Sending good thoughts over the pond (I’m in US). I recently went through a very long lasting dark depression, unlike anything I had before. My husband was very loving, supportive and helped pick up the slack with our 2 kids. I felt so guilty for putting him through that and “subjecting” my children to it (I would always say). He never made me feel bad about it. I guess my point is husbands like you are awesome and appreciated. Chin up, this is temporary, I promise.

fatascribunda
fatascribunda
9 years ago

I’m so new here, but short hair on women is my thing and I could write pages on it, but short version – I cut my hair short when I’m actually feeling my most beautiful and my sexiest and my most mentally healthy. Why? Because then I have nothing to hide behind, I don’t feel like I need the shorthand of “long hair = beautiful” because I am beautiful regardless, I don’t feel like I need to hide, and because short hair takes so much effort especially when it’s curly and ethnic and when I feel mentally healthy I feel deserving of that effort. So I wear my hair short as a badge of all the things he says I shouldn’t be feeling.

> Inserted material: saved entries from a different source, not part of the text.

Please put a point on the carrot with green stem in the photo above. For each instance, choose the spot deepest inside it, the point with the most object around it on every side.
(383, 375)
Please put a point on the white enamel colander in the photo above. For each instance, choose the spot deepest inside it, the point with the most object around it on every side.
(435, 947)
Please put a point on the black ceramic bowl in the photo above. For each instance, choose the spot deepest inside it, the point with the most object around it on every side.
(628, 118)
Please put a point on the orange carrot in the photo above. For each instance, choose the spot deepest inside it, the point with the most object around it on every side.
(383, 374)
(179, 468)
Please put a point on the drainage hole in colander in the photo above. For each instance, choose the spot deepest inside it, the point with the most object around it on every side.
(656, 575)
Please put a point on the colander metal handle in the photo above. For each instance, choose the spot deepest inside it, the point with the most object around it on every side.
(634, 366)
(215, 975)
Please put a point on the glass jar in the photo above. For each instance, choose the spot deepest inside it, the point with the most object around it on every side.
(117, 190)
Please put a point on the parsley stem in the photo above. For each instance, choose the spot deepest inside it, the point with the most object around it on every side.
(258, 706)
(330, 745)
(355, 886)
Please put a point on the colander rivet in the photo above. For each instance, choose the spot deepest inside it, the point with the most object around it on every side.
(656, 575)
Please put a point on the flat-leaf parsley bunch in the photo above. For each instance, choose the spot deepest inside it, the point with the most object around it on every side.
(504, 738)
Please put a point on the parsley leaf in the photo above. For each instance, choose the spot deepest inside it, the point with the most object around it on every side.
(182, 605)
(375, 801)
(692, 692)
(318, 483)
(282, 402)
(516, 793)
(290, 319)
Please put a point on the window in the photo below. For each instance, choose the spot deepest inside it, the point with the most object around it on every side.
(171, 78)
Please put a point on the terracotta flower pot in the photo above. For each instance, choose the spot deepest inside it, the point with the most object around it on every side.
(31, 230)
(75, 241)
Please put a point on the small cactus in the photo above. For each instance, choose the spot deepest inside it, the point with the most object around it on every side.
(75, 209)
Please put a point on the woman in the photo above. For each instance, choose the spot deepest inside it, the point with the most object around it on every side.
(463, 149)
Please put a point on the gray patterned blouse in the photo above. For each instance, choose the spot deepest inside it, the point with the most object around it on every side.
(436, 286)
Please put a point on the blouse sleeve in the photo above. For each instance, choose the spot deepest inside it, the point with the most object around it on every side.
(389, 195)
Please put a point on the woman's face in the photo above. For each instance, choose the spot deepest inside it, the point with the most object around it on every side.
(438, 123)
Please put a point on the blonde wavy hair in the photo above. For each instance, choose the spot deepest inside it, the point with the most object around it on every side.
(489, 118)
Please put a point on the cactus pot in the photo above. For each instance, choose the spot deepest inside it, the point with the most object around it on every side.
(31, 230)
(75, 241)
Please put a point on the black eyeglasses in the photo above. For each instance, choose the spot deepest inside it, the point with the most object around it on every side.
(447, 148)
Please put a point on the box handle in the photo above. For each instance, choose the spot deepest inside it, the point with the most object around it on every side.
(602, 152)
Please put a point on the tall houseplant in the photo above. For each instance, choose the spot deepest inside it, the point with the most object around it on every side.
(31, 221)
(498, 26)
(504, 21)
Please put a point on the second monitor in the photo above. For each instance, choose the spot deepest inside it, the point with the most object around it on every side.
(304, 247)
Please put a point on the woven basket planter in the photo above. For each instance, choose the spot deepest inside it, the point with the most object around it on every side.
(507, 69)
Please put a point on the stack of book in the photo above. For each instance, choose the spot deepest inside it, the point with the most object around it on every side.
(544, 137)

And like, obvs, that’s not the case for everyone, and it shouldn’t be because HELLO women are individuals and have individual thoughts and feelings, but I think it’s HILARIOUS that he used Ginny Goodwin as an example, because she has talked a lot about how much better she feels with short hair and how she felt like long hair was such a prop or a tool for her, and she hates the Snow White wig on OUAT partly because of the weight but also because UGH LONG HAIR SHE FORGOT SHE HATED IT ON HER. Someone above said the character of MM had short hair, and that’s only partly true. What it was is that Ginny Goodwin wrote into her contract that they wouldn’t make her grow her hair out, because she felt like her pixie cut was such a part of her identity and felt more like herself with it short, that she didn’t want to grow it out. That’s awesome, yo.